Abstract
Humans can readily and effortlessly perceive a rich, stable, and unified visual world from a complex visual scene. Yet our internal representation of a visual object appears to be sparse and fragmented. How and where in the brain are such fragmented representations organized into a whole percept? Recent studies have accumulated evidence that some global feature integration is mediated at the early stage of visual processing. However, the spatial operating range of the integration still remains unclear. The present human functional magnetic resonance imaging study provides support that the global integration process in early visual areas, including even the primary visual area V1, is mediated beyond the separated projection of visual hemifields from right and left sides of the fixation to the visual cortex of the contralateral cerebral hemisphere. Retinotopic neural responses corresponding to a visual target were significantly enhanced when another target was simultaneously presented at the point-symmetrical position in the nonassociated visual field quadrant. The result makes a convincing case that the contextual effects involve feedback from higher areas, because there are no direct callosal connections that allow such interhemispheric contextual modulation. This enhancement from the ipsilateral hemifield may help rapid position-and-size-invariant detection of a circular pattern, which may be special among visual structures because of its ubiquity in natural scenes. Early visual areas as well as higher ones may play a more essential role in perceiving the unity of the real world than previously thought.
Introduction
A primary challenge facing the visual system in the representation of visual scenes is that of integrating piecemeal features into information that signals unified visual structures. Recent physiological and neuroimaging studies have accumulated evidence that some integration of local information into a global pattern may take place at the early as well as higher visual areas, well known as neural “contextual modulation” or “collinear contour integration” (Lamme, 1995; Zipser et al., 1996; Super et al., 2001; Altmann et al., 2003; Kourtzi et al., 2003). However, there are still many unresolved questions about contextual modulation, such as its spatial operating range. In recent experimental paradigms, contextual modulations within spatially limited regions (beyond classical receptive fields, but from relatively neighboring regions or within one of the visual field quadrants) have been argued. It remains unclear whether previously reported neural contextual modulations in early visual cortex operate across right and left cerebral hemispheres, opposing the fact that their visual field representations are organized contralaterally.

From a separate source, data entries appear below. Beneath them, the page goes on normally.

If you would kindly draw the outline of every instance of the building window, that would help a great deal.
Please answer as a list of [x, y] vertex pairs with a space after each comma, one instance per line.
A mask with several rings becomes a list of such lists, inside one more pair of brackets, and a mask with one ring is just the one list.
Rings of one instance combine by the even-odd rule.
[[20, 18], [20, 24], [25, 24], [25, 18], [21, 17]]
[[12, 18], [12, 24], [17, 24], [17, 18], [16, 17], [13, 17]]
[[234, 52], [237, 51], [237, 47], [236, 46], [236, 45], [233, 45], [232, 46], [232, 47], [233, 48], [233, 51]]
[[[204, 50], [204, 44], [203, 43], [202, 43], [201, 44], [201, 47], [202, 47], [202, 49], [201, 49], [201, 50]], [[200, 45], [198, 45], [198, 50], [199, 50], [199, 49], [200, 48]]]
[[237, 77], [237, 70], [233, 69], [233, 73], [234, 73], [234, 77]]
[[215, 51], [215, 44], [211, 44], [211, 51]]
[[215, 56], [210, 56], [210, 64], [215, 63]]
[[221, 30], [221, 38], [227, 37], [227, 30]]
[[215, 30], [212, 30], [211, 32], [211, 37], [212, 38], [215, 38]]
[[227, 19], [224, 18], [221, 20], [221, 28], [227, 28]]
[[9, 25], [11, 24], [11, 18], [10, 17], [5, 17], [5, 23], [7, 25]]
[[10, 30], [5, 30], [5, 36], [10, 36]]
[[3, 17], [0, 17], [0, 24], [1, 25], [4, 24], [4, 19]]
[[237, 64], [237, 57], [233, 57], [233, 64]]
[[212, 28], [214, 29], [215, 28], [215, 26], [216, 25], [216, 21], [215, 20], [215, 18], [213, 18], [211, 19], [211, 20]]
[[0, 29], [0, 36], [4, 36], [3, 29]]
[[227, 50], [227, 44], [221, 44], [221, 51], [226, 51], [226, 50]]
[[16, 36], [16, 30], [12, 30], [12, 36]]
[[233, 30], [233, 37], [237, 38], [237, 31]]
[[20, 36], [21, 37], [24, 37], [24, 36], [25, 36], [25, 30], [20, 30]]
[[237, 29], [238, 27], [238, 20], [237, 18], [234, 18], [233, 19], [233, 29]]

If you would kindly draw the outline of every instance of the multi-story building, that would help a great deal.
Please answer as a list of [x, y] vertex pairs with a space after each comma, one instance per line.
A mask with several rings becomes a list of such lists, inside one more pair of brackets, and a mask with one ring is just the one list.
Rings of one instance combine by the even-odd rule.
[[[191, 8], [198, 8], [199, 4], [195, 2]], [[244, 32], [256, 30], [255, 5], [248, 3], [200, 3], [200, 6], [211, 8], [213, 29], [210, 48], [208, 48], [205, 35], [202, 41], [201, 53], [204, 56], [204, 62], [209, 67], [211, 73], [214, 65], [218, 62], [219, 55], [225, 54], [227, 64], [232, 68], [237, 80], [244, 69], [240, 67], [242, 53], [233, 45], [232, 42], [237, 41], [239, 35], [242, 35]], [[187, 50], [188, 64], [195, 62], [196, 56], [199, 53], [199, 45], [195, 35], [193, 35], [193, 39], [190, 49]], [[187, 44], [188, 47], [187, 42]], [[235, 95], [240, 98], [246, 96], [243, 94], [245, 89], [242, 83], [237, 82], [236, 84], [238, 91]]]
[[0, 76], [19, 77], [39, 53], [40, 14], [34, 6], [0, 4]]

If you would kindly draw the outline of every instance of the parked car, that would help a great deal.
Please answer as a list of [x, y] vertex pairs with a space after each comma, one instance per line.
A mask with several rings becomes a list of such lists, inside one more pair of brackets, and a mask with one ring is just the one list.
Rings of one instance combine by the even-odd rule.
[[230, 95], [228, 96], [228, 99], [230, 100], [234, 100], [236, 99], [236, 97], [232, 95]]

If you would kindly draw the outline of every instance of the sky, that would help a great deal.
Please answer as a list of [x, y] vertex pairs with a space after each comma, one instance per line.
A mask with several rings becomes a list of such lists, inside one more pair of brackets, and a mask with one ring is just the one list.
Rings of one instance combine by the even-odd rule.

Contralateral dominance in sensory representation is a fundamental property of the primate sensory system: ascending sensory inputs to each cerebral hemisphere project from the contralateral (right or left) side and are processed separately at early stages of sensory processing (Gazzaniga, 2000). In human vision, retinal inputs from the right or left visual hemifield are separately projected to the primary visual cortex of the contralateral hemisphere, without any evidence of continuous representation across the junction between the two hemifields (Tootell et al., 1998b; Lavidor and Walsh, 2004). According to this internal split representation, imprints formed by visual objects on the early visual cortex differ remarkably from the way that they appear, depending on subtle changes in spatial position in the visual field, as argued by Schiller (1997) and illustrated in Figure 1. It is thus assumed that, in bottom-up visual hierarchy, dissociated representations of an object located across the visual vertical meridian should be combined only in higher visual areas in which the receptive fields of neurons are large enough to cover ipsilateral as well as contralateral visual hemifields.
However, given the existence of massive feedback connections from higher areas targeting early visual cortex and a recent reports of their contribution to some contextual modulation (for review, see Lamme and Roelfsema, 2000; Super et al., 2001), we may well expect that early visual areas may contribute to more global feature integration than previously thought, even beyond dissociated representations of visual hemifields.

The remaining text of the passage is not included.